In her lawsuit filed in July, Johnson requested that the U.S. District Court for the Eastern District of Louisiana enforce its consent judgment in Chisom v. Roemer.
Johnson, who was elected as the Chisom judge in 1994 and was reelected as a permanent justice in 2000 and 2010, argues in the suit she is next in line for the job of chief justice.
Meanwhile, fellow Justice Jeffrey Victory argues he has the right to succeed Chief Justice Catherine "Kitty" Kimball, who announced in April that she is retiring from the Court in January 2013.
Victory, who joined the Court a year after Johnson, argues that he is senior to Johnson because her years as a Chisom judge do not count toward her seniority.
Under Louisiana law, the chief justice position shall be filled by the longest-serving justice on the Court.
"The court finds that the interpretation of the consent judgment is within its inherent jurisdiction," Judge Susie Morgan wrote.
"The court finds that the consent judgment provides for Justice Johnson's service on the Louisiana Supreme Court from Nov. 16, 1994 to Oct. 7, 2000 to be credited to her tenure on the court for all purposes under Louisiana law."
The judge continued in the 50-page ruling, "As the Supreme Court held in Perschall v.

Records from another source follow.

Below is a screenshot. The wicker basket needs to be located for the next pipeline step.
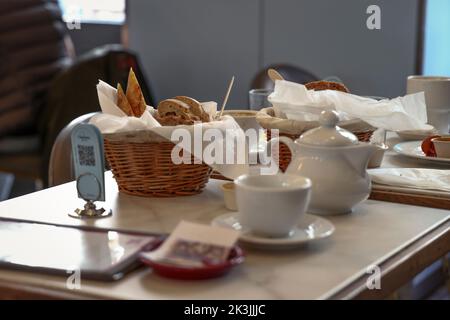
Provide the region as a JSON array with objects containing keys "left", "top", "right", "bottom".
[
  {"left": 257, "top": 108, "right": 375, "bottom": 172},
  {"left": 104, "top": 131, "right": 212, "bottom": 197}
]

State, the State, including the Supreme Court as an arm of the State, is bound by the terms of the consent judgment."
Former Louisiana Attorney General Richard P. Ieyoub argued in support of Johnson in a filing last month.

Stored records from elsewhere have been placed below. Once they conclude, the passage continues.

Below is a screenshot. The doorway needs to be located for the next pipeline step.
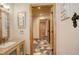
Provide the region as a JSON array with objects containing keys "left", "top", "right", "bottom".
[{"left": 30, "top": 5, "right": 55, "bottom": 55}]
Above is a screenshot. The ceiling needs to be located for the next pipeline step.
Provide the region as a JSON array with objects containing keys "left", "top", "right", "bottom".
[{"left": 32, "top": 4, "right": 52, "bottom": 17}]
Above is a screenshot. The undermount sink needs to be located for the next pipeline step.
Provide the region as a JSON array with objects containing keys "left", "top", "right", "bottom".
[{"left": 0, "top": 42, "right": 16, "bottom": 48}]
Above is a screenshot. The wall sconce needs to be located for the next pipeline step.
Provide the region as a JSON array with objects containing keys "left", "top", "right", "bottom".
[{"left": 72, "top": 13, "right": 79, "bottom": 28}]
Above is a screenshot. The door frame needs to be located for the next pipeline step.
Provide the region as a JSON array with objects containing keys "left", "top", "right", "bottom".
[{"left": 29, "top": 3, "right": 57, "bottom": 55}]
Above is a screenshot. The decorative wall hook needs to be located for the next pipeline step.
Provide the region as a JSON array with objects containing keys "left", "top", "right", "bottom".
[{"left": 72, "top": 13, "right": 79, "bottom": 28}]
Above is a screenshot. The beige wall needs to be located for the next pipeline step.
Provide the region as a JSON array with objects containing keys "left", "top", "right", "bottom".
[
  {"left": 8, "top": 3, "right": 31, "bottom": 54},
  {"left": 56, "top": 4, "right": 79, "bottom": 54}
]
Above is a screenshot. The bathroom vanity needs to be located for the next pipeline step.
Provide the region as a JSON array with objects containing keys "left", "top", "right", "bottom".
[{"left": 0, "top": 40, "right": 25, "bottom": 55}]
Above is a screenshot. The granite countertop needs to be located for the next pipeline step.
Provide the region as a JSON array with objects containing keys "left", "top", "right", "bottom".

Ieyoub, who currently practices with Baton Rouge firm Hymel, Davis and Peterson, served as the state's top lawyer from 1992 to 2004.
When he assumed office in 1992, the litigation at issue -- Chisom -- was ongoing.
Soon after, Ieyoub began the process of trying to reach a settlement in the matter.
He explained in his two-page declaration that an "essential" part of that settlement was the creation of an eighth justice of the state Supreme Court to be elected from Orleans Parish.
"This part of the settlement was crucial because it gave immediate relief to the Orleans Parish African-American voters whose voting strength was being diluted," he wrote.
"This eighth justice seat (commonly referred to as the Chisom seat) gave this underrepresented group an immediate presence on the Supreme Court until the Supreme Court districts could be redrawn at a later time."
The city of New Orleans also backed Johnson.
In an amicus brief filed in the case, the city asked that the federal court recognize the justice's tenure as a Chisom judge and count it as years of service on the state's high court in an effort to "protect the citizens of this parish and city and to prevent the dilution of their voting strength."
"If Justice Bernette Joshua Johnson's Chisom service is not counted towards her point of service pursuant to Louisiana Constitution Article V, Section 6 to permit her to succeed as the next chief justice, then Justice Johnson's participation on the Louisiana Supreme Court pursuant to the consent judgment would not have been 'equal' during this period of assignment," it wrote in its three-page brief.
"This is what is due our citizens, and this is what the terms of the consent judgment mandate."